SAS Programming

RoddyJ · Posted 04-06-2020 11:16 AM

Hi all,

I have a dataset of the form:

ID var1 var2 var3

1 1 3 11

1 2 4 12

1 2 5 NUL

2 1 5 13

2 2 5 NUL

3 1 5 NUL

3 1 4 NUL

I'd like to remove duplicate observations of ID based on multiple criteria.

For example: var3 should be non-null, var2 should be 5 and var1 should be 2. But if those criteria can't be met I want to keep the observation that best fits those criteria. e.g in the table given, I'd want to keep the 2nd observation with ID = 1 because var1 = 2 and var is non-null.

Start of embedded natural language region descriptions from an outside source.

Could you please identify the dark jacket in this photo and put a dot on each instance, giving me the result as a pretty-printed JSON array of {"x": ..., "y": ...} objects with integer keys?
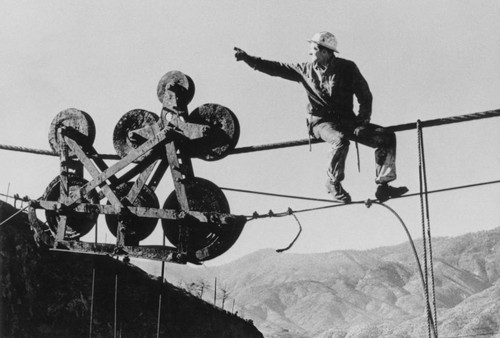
[{"x": 330, "y": 93}]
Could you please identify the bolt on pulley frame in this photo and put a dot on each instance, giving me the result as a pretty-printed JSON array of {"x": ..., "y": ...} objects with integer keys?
[{"x": 196, "y": 218}]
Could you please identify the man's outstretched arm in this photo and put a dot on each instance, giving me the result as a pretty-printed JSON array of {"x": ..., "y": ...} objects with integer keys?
[{"x": 284, "y": 70}]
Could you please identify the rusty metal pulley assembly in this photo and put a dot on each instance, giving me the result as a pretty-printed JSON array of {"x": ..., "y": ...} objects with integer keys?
[
  {"x": 224, "y": 132},
  {"x": 136, "y": 228},
  {"x": 206, "y": 241},
  {"x": 79, "y": 122},
  {"x": 77, "y": 224},
  {"x": 178, "y": 84},
  {"x": 124, "y": 137},
  {"x": 196, "y": 217}
]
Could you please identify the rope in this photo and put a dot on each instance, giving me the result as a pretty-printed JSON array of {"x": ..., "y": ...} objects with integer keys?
[
  {"x": 472, "y": 185},
  {"x": 296, "y": 237},
  {"x": 92, "y": 302},
  {"x": 428, "y": 219},
  {"x": 367, "y": 203},
  {"x": 424, "y": 236}
]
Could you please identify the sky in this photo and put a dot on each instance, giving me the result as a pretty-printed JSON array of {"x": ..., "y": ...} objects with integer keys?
[{"x": 422, "y": 59}]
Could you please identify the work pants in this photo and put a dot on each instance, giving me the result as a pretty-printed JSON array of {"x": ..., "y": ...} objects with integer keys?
[{"x": 371, "y": 135}]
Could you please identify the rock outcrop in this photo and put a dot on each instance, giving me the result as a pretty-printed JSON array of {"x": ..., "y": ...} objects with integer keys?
[{"x": 49, "y": 294}]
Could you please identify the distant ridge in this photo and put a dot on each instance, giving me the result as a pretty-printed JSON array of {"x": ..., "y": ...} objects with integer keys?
[{"x": 370, "y": 293}]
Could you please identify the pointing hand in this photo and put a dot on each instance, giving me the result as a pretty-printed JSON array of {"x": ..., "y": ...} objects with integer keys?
[{"x": 240, "y": 54}]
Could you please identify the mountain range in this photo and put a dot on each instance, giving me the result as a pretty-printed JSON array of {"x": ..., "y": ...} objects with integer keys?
[{"x": 372, "y": 293}]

I'd want to keep the first observation of ID=2 because var2 = 5 and var3 is non-null and I'd want to keep the first observation of ID=3 because var2 = 5.

Is this possible to solve with a SAS program, or is the original dataset too messy?

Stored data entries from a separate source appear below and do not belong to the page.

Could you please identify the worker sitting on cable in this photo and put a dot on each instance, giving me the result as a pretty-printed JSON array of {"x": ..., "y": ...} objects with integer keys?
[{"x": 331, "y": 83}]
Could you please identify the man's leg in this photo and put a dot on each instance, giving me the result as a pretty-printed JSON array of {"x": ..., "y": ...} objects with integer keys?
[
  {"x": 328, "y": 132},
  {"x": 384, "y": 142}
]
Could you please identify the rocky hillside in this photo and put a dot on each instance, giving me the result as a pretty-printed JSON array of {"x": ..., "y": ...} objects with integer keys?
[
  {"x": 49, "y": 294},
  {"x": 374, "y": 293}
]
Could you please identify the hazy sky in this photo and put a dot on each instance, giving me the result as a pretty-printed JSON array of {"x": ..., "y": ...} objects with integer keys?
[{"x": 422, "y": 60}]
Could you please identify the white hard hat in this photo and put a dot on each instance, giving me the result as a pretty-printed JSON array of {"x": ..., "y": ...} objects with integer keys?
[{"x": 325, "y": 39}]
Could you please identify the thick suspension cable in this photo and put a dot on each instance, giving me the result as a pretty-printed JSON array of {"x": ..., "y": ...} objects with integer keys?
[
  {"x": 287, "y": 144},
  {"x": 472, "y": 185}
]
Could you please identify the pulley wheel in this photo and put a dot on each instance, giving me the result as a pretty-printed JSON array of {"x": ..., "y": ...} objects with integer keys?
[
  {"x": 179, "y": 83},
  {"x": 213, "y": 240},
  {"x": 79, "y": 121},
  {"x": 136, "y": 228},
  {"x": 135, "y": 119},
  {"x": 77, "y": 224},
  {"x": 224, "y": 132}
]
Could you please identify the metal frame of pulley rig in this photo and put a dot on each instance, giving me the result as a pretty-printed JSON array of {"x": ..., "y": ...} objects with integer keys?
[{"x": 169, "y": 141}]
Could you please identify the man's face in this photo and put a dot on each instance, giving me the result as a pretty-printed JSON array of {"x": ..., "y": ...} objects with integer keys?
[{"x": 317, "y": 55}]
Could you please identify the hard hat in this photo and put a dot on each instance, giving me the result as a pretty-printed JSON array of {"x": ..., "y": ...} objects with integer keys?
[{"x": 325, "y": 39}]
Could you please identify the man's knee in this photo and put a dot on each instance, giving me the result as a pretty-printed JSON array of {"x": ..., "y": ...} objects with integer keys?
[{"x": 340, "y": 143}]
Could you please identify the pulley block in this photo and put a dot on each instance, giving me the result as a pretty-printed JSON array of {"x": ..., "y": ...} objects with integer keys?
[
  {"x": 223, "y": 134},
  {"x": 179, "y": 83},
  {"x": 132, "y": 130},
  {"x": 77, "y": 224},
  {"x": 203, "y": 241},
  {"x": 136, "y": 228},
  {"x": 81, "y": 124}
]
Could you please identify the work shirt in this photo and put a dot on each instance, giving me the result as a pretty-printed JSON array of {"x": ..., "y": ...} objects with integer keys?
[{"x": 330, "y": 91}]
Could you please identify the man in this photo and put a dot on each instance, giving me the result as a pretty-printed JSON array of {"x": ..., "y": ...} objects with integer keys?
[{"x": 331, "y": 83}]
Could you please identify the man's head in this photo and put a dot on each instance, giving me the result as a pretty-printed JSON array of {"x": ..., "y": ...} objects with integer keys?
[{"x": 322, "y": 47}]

Thanks in advance for your help!

FreelanceReinh · Posted 04-06-2020 11:42 AM

Hi @RoddyJ,

You can sort the input dataset using an ORDER BY clause with PROC SQL (into a view) and then use BY-group processing in a DATA step to select one observation per ID. The ORDER BY clause supports a wide range of sorting rules. Here's an example implementing a hierarchical rule as suggested by your description:

proc format;
invalue nulmiss
'NUL' = .;
run;

data have;
input ID var1 var2 var3 :nulmiss.;
cards;
1 1 3 11
1 2 4 12
1 2 5 NUL
2 1 5 13
2 2 5 NUL
3 1 5 NUL
3 1 4 NUL
;

proc sql;
create view _tmp as
select * from have
order by id, not missing(var3), var2=5, var1=2;
quit;

data want;
set _tmp;
by id;
if last.id;
run;

(I assumed that the "NUL" values are missing values in your real data.)

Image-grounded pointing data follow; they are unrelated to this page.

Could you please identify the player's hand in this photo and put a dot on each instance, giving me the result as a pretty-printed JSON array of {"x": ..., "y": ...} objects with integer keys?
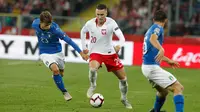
[
  {"x": 84, "y": 56},
  {"x": 85, "y": 51},
  {"x": 117, "y": 48},
  {"x": 160, "y": 55},
  {"x": 173, "y": 64}
]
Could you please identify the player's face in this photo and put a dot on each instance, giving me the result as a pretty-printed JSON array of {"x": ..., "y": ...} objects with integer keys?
[
  {"x": 45, "y": 26},
  {"x": 165, "y": 23},
  {"x": 101, "y": 15}
]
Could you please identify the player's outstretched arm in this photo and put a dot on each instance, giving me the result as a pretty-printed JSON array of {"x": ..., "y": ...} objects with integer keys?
[
  {"x": 156, "y": 44},
  {"x": 83, "y": 39},
  {"x": 75, "y": 46},
  {"x": 120, "y": 36}
]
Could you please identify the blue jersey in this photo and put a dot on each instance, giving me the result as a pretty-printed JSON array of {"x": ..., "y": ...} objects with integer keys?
[
  {"x": 48, "y": 40},
  {"x": 149, "y": 51}
]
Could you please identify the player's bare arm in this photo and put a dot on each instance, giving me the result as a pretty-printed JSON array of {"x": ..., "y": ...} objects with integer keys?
[
  {"x": 172, "y": 63},
  {"x": 156, "y": 44},
  {"x": 84, "y": 56},
  {"x": 121, "y": 38},
  {"x": 83, "y": 39}
]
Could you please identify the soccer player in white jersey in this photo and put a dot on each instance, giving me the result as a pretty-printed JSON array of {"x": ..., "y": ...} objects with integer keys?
[
  {"x": 153, "y": 54},
  {"x": 101, "y": 50}
]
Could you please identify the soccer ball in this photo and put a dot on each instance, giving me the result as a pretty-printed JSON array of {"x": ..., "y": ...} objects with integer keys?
[{"x": 97, "y": 100}]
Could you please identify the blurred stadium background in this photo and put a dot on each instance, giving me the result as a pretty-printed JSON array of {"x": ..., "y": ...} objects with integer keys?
[{"x": 26, "y": 85}]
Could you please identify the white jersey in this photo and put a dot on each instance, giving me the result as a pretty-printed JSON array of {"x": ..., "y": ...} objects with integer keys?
[{"x": 100, "y": 38}]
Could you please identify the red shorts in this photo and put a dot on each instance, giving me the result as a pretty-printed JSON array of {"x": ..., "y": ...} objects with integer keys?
[{"x": 112, "y": 61}]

Similarly, you could compute a numeric score and sort by this score -- all within the ORDER BY clause.

Edit:

Explanation of the "hierarchical rule": The first criterion, "var3 not missing," has top priority (within the ID BY group), i.e., it will be met for the selected observation whenever possible -- even if there was another observation satisfying both of the other two criteria, but not the first. The next criterion, "var2=5," has second priority, i.e., it will be regarded only if the first criterion alone does not determine a unique observation to be selected from a particular ID BY group. Of course, in this situation a record satisfying it would be preferred in the selection. If there are still two or more "selection candidates" in a BY group with the same status regarding the first two criteria, the third criterion, "var1=2," will be used in the decision. It's possible (but doesn't occur in your sample data) that these three criteria do not uniquely determine an observation in a BY group. The suggested code would then select an arbitrary observation from those satisfying the three criteria equally well. (Edit 3: Needless to say, the last three items in the ORDER BY clause are Boolean expressions. Their sort order is always 0, 1 [that is: FALSE, TRUE], which in conjunction with the subsetting "if last.id;" in the DATA step implements the selection rule as described.)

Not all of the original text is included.